According to new research by Anna Koczwara, Jo Silvester, and Vibeke Meinke from Goldsmiths College, gender stereotypes have been found to evade even the most sophisticated of recruitment interviews, with interviewers subconsciously preferring different body language from male and female candidates.
The researchers found that women who adopted more ‘feminine’ behaviours, such as looking away, were rated more highly than females who used more masculine or assertive behaviours. The reverse was found to be true for males. Men who made more direct contact and fiddled less were rated more highly than their male colleagues.
Furthermore, in terms of the verbal behaviours associated with interview success, male candidates who articulate their responsibility for the outcome of a situation were rate more highly than other male colleagues.
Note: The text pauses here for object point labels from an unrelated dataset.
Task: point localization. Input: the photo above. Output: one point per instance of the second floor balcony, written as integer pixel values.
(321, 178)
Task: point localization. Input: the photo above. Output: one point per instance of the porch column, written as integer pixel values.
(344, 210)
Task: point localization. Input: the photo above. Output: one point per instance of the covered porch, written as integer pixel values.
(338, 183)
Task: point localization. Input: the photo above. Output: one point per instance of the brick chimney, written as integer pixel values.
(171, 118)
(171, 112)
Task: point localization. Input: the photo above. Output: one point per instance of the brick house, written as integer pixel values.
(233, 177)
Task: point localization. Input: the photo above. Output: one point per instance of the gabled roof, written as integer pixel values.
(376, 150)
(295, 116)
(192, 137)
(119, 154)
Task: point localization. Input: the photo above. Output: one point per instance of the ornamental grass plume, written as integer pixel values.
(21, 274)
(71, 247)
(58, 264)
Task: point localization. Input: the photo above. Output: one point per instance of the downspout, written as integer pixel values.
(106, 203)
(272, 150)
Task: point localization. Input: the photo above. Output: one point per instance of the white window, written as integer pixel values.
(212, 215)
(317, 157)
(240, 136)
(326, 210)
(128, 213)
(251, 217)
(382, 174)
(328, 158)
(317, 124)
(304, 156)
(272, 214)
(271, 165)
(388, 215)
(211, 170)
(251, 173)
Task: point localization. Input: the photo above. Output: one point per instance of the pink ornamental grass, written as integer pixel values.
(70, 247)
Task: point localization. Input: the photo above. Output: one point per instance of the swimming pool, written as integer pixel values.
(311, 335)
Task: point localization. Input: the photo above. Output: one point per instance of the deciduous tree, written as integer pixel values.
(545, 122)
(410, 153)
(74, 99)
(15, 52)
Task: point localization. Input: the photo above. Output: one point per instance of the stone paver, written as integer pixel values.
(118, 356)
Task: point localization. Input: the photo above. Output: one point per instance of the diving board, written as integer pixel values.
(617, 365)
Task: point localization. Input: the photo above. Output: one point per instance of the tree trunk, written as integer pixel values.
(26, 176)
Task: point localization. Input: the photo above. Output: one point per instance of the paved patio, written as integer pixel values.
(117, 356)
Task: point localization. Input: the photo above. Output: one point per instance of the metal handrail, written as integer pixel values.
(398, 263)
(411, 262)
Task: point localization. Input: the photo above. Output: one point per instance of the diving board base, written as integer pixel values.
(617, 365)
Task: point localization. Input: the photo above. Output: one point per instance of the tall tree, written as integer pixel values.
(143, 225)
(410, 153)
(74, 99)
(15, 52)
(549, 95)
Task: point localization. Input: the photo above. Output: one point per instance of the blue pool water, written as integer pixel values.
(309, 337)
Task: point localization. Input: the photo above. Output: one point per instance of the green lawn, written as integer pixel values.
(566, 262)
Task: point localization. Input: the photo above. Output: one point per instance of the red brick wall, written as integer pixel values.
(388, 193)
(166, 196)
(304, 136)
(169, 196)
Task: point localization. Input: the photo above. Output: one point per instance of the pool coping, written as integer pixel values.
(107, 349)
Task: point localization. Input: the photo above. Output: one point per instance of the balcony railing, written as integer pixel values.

For example, saying ‘I got the job because I spent a long time researching the company’ was rated more highly than saying ‘I was just lucky’. Interestingly, this effect is not found to be significant in female candidates.
The research was based on a study of sixty final year undergraduate students who took part in simulated selection interviews with trained interviewers. In essence, stereotypes of what is a ‘good’ female or ‘good’ male candidates were found to exist. The researchers hope that the study would raise awareness among interviewers to enable them to guard against such unconscious discrimination.
The research was presented at the British Psychological Scoeity’s Occupational Psychology Conference.